Back in port and off duty, we'd head back to our comfort zones, places where there might be a jukebox, places where aging party girls, tramps, junkies all could go and feel good about life. I don't know what happened to that Gunners Mate. After Vietnam, and twenty plus years of sea duty, I'm sure he's long since buried.

After they ran my ass out of the military, I really started in earnest. I still, at that point, had not heard of Buk, but certainly lived out some years in a fashion in keeping with his stories.
 
bogthing, you should definitely scroll some of those seafaring, shore stumbling stories down: sounds interesting!

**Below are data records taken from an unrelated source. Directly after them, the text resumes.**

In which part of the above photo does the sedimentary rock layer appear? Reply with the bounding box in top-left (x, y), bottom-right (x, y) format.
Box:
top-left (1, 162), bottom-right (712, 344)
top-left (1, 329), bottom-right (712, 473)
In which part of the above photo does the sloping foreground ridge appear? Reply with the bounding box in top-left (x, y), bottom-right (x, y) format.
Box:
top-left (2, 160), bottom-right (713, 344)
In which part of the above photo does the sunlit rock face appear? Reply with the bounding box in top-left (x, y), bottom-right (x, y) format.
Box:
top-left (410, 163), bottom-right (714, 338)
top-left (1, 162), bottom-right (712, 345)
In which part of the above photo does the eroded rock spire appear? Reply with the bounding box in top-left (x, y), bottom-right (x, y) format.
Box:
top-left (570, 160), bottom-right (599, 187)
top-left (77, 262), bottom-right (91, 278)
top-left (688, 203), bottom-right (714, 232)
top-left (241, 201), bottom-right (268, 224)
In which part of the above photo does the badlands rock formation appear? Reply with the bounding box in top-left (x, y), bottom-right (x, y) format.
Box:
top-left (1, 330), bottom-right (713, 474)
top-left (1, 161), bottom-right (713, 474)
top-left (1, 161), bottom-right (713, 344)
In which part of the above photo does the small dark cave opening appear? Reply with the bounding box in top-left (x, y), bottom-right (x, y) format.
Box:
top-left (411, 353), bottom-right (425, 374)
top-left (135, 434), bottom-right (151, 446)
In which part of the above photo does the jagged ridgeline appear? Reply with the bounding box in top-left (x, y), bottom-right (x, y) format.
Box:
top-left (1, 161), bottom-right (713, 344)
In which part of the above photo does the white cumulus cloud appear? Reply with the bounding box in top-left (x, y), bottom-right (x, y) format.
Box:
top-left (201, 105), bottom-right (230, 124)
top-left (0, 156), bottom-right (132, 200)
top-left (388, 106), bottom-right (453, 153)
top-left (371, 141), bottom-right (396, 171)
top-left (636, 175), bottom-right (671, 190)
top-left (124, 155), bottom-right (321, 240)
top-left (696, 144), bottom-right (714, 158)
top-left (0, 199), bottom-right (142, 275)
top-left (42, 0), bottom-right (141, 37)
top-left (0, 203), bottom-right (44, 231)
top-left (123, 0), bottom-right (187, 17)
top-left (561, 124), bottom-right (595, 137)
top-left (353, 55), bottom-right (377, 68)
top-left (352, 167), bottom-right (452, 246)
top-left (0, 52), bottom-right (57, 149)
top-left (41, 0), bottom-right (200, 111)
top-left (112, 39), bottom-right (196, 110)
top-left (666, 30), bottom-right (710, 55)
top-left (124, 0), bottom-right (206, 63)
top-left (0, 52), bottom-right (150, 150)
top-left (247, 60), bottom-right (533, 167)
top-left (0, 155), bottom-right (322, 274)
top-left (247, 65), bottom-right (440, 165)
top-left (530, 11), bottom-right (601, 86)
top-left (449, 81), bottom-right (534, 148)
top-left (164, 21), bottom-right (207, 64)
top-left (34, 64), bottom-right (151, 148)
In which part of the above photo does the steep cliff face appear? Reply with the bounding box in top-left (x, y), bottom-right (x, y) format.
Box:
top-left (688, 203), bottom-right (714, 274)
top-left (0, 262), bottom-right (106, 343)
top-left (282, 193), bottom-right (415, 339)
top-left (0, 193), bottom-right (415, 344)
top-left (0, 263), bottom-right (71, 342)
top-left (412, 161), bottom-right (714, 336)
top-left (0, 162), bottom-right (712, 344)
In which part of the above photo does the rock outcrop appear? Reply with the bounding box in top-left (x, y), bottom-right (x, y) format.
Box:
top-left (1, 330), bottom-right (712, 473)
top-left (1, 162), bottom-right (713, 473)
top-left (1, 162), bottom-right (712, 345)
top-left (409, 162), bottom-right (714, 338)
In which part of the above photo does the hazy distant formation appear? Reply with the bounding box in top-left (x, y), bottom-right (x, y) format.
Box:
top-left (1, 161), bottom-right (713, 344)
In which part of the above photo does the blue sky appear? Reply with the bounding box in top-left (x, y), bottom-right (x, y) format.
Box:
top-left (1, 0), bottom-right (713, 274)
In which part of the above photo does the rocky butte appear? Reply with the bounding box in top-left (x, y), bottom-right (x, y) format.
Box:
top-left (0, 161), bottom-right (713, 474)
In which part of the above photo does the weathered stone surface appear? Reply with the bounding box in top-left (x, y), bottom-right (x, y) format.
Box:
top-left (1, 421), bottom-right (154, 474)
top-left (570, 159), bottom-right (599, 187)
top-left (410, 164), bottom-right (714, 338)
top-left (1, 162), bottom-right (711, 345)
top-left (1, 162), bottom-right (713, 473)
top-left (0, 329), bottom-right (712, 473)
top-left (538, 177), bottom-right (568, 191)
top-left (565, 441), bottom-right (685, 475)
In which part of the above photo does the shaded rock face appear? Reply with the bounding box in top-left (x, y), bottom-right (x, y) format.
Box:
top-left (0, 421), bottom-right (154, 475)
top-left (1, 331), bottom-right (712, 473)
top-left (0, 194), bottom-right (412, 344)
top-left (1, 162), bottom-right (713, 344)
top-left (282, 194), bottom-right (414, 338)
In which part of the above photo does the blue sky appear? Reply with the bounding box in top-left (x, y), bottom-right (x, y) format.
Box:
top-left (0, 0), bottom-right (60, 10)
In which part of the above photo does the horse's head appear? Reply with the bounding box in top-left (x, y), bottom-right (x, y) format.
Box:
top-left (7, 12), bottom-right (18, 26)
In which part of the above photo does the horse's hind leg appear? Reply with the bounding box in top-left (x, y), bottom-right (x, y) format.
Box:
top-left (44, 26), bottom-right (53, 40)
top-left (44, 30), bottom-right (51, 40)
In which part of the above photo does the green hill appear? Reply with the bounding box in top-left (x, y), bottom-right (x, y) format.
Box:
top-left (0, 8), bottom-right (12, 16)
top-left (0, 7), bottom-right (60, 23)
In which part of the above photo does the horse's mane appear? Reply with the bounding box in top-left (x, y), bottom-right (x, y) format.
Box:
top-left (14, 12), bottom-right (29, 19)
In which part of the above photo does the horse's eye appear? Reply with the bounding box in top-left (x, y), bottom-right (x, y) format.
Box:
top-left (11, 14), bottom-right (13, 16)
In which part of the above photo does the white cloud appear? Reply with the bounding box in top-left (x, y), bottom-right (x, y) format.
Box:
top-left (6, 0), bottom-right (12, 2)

Sounds like many a Navy man's life!
 
Yeah, I s'pose I could at that. There were a few episodes worthy of re-telling. Of course, a lad of your age, could just head on down to Queen St. and...
 
....And get a train to Edinbrugh? :confused:

Seriously, write some of them down, for posterity and posterior (I.e. you'll be sitting down at your computer, anyway).

****

Many drunken nights of chaos, violence, stupidity and humiliation...Many months of dull, monotonous, almost entirely useless work...remind me of certain characteristics in Bukowski's written observations...
 
No...join the Royal Navy!

Just imagine all the material you'd garner. All those ports-of-call, Gibraltar, Mumbai, Bangkok, Bermuda etc. Good Christ man, you would have enough fodder just on the first cruise alone.

Far and few between are the opportunities for adventure these days, and what could be safer than slumming around the high seas with the RN?

You're only concern, STD's and keeping enough cash handy for those liberty calls.



Of course, you could also just get that train to Edinborough.